Myers will produce several events at her school in 2014-15. Her plans include a suicide prevention week and speaking to health classes 12 times about her experiences and suicide prevention.

“I’m on sports teams, I won a pageant,” Myers said. “People wouldn’t even realize I would go through that. It’s OK to talk to people about it, it’s OK to get help.

“[If someone is at-risk] they don’t act themselves. I know I didn’t act myself. I was depressed and I kind of sheltered myself. I didn’t want to make connections with people, because I felt like I was hurting them in a way. I was really quiet, I didn’t really talk much, and I’m a talkative person. I remember just trying to cut myself away from people.
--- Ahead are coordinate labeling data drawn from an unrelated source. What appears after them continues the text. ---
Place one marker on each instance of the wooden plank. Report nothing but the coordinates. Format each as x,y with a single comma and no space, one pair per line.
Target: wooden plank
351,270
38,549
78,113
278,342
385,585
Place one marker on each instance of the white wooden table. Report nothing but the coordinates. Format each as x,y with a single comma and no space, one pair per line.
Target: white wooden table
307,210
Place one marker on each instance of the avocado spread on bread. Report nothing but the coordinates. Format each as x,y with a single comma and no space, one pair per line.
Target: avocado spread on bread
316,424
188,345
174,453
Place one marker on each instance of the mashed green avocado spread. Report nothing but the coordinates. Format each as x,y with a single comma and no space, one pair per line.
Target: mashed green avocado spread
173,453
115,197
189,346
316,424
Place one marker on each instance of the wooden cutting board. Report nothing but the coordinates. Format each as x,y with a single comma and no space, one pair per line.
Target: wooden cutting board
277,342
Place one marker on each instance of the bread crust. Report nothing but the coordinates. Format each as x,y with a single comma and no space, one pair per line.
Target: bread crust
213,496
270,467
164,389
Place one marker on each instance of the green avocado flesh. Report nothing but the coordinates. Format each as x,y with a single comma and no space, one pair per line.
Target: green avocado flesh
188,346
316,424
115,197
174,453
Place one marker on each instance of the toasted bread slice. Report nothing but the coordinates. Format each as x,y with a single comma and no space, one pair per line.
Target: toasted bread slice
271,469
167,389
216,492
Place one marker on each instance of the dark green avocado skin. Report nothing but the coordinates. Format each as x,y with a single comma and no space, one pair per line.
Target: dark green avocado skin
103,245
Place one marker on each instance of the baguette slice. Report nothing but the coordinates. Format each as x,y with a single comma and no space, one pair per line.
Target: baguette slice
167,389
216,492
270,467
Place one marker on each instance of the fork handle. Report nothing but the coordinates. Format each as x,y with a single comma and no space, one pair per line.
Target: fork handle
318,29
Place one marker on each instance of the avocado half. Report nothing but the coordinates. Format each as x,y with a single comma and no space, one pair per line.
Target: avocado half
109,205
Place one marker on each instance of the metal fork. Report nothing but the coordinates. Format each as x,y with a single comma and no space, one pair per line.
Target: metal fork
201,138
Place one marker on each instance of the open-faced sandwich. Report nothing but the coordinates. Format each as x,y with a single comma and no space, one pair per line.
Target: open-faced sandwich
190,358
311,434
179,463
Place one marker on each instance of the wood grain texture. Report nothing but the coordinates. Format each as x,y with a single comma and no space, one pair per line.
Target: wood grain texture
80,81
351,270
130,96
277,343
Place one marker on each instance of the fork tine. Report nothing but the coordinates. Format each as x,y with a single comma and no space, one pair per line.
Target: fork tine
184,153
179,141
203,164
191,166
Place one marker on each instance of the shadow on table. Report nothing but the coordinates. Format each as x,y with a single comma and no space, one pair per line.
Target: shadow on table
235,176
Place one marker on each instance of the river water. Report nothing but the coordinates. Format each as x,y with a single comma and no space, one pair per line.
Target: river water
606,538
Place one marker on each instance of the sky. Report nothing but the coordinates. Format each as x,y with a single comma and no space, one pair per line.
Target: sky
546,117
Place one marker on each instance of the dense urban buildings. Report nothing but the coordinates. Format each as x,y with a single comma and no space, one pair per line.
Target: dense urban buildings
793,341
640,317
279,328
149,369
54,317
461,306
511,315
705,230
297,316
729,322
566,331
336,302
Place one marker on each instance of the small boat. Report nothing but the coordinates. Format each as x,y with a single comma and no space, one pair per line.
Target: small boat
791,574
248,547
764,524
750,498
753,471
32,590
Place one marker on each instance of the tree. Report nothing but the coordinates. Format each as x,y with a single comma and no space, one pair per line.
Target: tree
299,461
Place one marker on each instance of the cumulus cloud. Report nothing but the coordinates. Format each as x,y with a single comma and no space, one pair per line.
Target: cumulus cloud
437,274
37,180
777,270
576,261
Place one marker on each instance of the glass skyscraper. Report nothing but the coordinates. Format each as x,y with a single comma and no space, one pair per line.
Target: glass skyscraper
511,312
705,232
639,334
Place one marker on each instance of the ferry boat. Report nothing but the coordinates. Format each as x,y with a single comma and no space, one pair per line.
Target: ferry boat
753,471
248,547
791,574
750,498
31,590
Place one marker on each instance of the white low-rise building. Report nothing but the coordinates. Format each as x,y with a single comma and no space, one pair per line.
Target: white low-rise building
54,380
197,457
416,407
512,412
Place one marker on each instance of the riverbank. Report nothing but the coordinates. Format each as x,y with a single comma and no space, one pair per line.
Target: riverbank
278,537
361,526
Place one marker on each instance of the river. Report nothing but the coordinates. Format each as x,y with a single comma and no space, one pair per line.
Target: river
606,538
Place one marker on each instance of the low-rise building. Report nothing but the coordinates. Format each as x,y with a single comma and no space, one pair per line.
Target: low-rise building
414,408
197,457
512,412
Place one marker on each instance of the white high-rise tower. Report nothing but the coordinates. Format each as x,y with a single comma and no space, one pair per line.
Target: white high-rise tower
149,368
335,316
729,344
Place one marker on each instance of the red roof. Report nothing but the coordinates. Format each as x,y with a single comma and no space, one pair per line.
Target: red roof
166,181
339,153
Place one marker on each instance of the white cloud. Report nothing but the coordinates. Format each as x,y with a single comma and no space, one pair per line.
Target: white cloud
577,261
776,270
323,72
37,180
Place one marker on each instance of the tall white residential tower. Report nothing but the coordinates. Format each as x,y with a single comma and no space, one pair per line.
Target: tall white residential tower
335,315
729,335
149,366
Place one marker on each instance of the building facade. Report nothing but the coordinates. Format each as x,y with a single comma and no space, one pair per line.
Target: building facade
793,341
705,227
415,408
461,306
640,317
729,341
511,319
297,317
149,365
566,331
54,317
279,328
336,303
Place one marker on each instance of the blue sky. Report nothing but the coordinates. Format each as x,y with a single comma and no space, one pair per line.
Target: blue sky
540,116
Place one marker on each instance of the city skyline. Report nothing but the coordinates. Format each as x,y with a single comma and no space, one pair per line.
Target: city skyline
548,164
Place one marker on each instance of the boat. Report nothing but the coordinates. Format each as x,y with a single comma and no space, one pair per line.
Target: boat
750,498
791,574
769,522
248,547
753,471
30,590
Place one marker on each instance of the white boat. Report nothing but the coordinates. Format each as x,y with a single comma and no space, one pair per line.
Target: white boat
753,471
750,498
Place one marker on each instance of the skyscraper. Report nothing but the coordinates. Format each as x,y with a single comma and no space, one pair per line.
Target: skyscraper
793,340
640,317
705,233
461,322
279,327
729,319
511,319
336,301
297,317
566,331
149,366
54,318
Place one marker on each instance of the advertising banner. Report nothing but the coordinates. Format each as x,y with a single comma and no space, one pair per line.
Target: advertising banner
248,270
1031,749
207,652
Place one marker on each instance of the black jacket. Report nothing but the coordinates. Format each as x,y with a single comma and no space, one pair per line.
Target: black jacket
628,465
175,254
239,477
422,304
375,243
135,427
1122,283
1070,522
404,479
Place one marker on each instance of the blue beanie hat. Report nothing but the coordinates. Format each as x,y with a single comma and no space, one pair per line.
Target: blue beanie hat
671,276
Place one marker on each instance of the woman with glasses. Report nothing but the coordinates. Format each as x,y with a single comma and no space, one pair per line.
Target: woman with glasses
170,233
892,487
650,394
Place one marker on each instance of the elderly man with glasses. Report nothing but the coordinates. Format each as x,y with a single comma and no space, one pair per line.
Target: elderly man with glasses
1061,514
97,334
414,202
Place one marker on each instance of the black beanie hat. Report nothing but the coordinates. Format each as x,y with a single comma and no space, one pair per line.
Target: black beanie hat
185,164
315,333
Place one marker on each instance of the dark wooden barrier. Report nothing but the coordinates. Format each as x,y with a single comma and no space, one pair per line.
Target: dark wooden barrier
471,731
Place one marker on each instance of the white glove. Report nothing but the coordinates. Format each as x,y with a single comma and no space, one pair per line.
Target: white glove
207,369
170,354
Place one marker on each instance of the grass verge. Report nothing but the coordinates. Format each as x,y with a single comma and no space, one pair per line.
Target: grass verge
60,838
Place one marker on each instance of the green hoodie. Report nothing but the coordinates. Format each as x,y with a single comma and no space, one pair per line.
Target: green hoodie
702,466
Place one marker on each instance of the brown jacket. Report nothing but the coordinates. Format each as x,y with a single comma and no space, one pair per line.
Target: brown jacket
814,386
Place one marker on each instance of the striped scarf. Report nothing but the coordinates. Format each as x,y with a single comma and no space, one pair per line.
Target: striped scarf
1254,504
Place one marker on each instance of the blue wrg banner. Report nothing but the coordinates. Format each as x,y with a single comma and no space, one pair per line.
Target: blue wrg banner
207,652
That’s something to look for.”

Other warning signs include erratic behavior (such as giving away possessions or planning their death), depression, being emotionally distraught (perhaps because of a breakup or a death) and talking about suicide, Lindquist said.

Teen suicide week will let kids know there are people on their side, boost their confidence, and allow them to reach out, Myers said.

Myers will have other responsibilities as Miss Viking Fest in the coming year, such as appearing at parades and festivals across Washington state, where she will represent Poulsbo, and doing volunteer work at places like North Kitsap Fishline and Seattle Children’s Hospital.

“There’s so much care in [Natalie],” Miss Viking Fest director Alisa Foresee said. “I couldn’t have picked a better Miss Viking Fest if I tried.”

Myers said she is doing much better. She’s looking forward to college, where she wants to study to become a dental hygienist.

“I look at it as the past, because it is,” she said. “The times I do think about it, there’s a part of me that wishes I did things differently or confronted these people earlier, but at the same time, I learned from it  and it made me a stronger person. Now that I went through that experience, I can help others.”

Kitsap Mental Health’s Bremerton Crisis Clinic hotline can be reached at 360-479-3033, or 1-800-843-4793. Call 1-800-SUICIDE for the Washington state hotline.